それからの溜池は並の“イクメン”など鼻で笑いたくなるほど徹底している。タバコや酒を止めたのはもちろん、〈出産予定日の前後一週間ずつ、計2週間、仕事を入れなかった〉と言い、当時のことを〈そういうときは何が何でも休まなくっちゃ。妻が出産するんだよ? 最優先にしなくてどうする?〉と述懐する。
さらに出産後には息子が生まれたことを神に感謝するため、毎朝5時に「神様ありがとう」と唱えつつ涙を流しながら走っていたという。坊主頭に黒尽くめで。
異様な光景に川奈は笑うが、こういった円満な夫婦生活はAV業界人同士ではなかなかむつかしいだろう。それはふたりも、自覚している。

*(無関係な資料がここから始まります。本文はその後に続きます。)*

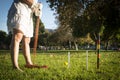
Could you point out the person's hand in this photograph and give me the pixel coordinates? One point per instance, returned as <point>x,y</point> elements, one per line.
<point>37,9</point>
<point>28,2</point>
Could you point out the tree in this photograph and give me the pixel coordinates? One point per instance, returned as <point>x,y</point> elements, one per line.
<point>3,38</point>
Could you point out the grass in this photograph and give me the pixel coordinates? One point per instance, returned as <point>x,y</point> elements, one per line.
<point>57,70</point>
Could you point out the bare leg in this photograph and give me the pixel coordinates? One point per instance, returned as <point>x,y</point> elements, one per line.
<point>26,50</point>
<point>16,39</point>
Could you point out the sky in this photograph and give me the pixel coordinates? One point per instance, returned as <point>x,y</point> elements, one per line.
<point>47,15</point>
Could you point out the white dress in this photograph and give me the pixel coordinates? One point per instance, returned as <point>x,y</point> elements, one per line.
<point>20,17</point>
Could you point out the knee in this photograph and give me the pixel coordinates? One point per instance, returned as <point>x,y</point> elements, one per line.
<point>26,40</point>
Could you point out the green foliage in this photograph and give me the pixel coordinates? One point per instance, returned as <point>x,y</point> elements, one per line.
<point>57,70</point>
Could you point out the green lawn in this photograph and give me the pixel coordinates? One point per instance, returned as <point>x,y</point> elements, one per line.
<point>57,70</point>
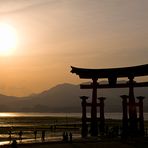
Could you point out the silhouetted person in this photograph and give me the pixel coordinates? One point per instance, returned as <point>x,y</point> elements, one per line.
<point>20,135</point>
<point>43,135</point>
<point>14,144</point>
<point>35,134</point>
<point>66,136</point>
<point>70,137</point>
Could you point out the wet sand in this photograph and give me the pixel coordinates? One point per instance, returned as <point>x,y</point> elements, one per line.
<point>82,144</point>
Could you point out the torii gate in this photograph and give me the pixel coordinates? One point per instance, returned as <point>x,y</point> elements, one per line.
<point>112,74</point>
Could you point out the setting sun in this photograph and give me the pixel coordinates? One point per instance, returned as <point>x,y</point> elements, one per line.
<point>8,39</point>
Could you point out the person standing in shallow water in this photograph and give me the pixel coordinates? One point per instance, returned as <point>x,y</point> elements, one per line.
<point>43,135</point>
<point>14,144</point>
<point>20,135</point>
<point>70,137</point>
<point>35,134</point>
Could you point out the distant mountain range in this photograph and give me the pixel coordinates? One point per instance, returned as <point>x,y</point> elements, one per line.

〈川奈「夜遅くまで一生懸命仕事して、家では私を労ってくれるし、暇があると何か勉強してるし、私は凄い人と結婚してしまったんだと思った」
溜池「でも、やっぱりワシらみたいなケースは珍しいんだろな」
川奈「AV業界人同士が結婚して家庭を築くってこと?」
溜池「そう。普通に穏やかに家庭で暮らすのって、特にAV出演している人たちにとっては難しいことだから……」〉
ふたりが“普通”以上に穏やかに、幸せに暮らせているのは、結局、お互いへの思いやりや尊敬の気持ちという当たり前のことがあるからだろう。本書にはこんな言葉が散りばめられている。
〈終わらない恋も、永遠の愛も、どうやら本当にありそうな気がしてきた今日この頃です〉
普通なら、クサすぎる台詞だが、この2人の言葉だと思うと、すんなり受け入れられそうな気がしてくるのが不思議である。